En ik weende zeer, dat niemand waardig gevonden was om het boek te openen en te lezen, noch hetzelve in te zien. Waarom weende Johannes zozeer? Omdat hij zo graag wilde dat dit boek geopend werd? Nee, Johannes weende om de oorzaak waarom dit boek gesloten moest blijven. Hij weende over de zonden en ongerechtigheden die ten hemel schreiend waren, over de gruwelen van Sódom. Hij weende over de hemelhoge schuld.

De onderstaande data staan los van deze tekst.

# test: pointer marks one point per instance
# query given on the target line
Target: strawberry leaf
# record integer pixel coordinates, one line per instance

Vanwege die gruwelen en hemelhoge schuld zou de Heere Zijn Goddelijke Raad, opgetekend in dat boek, rechtvaardig niet kunnen uitvoeren en eenieder kunnen overgeven aan zichzelf.

‘Openen’ betekent niet alleen ‘openbaren’, maar ook ‘ten uitvoer brengen’. Wat in dat boek staat, moest vervuld, volbracht, uitgevoerd worden. Er was echter niemand die dit kon doen. En ik weende zeer, dat niemand waardig gevonden was om dat boek te openen en te lezen, noch hetzelve in te zien.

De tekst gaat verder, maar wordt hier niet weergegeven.